Thats awesome Fenris. So nice when someone else sees and acknowledges your progress! Hope you get to play with a cute puppy as a reward!!!


----------



## Fenris-wolf (Apr 17, 2018)

For Want of Poodle said:


> Thats awesome Fenris. So nice when someone else sees and acknowledges your progress! Hope you get to play with a cute puppy as a reward!!!


Thank you. It is! I hope so too!!! I will share pics of I do. I remember the first day they brought him home😭 Maybe Sisko and him can becomes friends and play together too. That one wild dog who barks at cars, people, and other dogs doesn't care too much for Sisko anymore. Not in an aggressive way, but he doesn't get excited anymore since that one time Sisko got loose and tried to play with him. Sisko's feelings got hurt that day😔.


----------



## Mufar42 (Jan 1, 2017)

Fenris-wolf said:


> Some people in my apartment complex had got a chocolate Labrador Retriever puppy not too long ago. (Ace is about 4 months old now)
> 
> I spoke to the lady today and found out that she is our old upstairs neighbor and she had moved back here. She has been watching Sisko and I train outside and has been copying what we do. She was saying how well behaved Sisko is and we starting talking about me helping with Ace.
> 
> I made sure to tell her that I'm a novice, but always learning. I am always very happy to hear that I am doing a good job with Sisko, but will always take the advice of someone with more experience. We have come such a long way, but will talk about that in Sisko's progress blog.

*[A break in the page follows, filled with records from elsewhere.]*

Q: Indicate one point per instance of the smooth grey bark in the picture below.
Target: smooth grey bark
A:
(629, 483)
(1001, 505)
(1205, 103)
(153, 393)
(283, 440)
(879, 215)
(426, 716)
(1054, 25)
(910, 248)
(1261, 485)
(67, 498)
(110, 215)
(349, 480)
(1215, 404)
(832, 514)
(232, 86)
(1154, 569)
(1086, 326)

What a wonderful opportunity to help a neighbor. You may even get a pet sitting job out of it!


----------



## Fenris-wolf (Apr 17, 2018)

Mufar42 said:


> What a wonderful opportunity to help a neighbor. You may even get a pet sitting job out of it!


Yeah😁. I would be so happy!


----------



## Dogs4Life (May 27, 2018)

Sounds like a great opportunity!


----------



## Asta's Mom (Aug 20, 2014)

Oh I hope this comes to pass. Will give you a boost of confidence and hopefully some pet sitting jobs. Do let us know how it goes. And your Sisko is so handsome - love his coloring. And it is always neat to hear compliments on more than just a cute boy but also with your training.


----------



## Fenris-wolf (Apr 17, 2018)

Asta's Mom said:


> Oh I hope this comes to pass. Will give you a boost of confidence and hopefully some pet sitting jobs. Do let us know how it goes. And your Sisko is so handsome - love his coloring. And it is always neat to hear compliments on more than just a cute boy but also with your training.


Thank you, very much, Claire. It would give me a huge boost in confidence and I would love if this leads to a pet-sitting job or jobs. Okay, I will keep you guys updated. Thank you from me and Sisko. He loves it when people talk about him. It very much is. We have come such a long way.


----------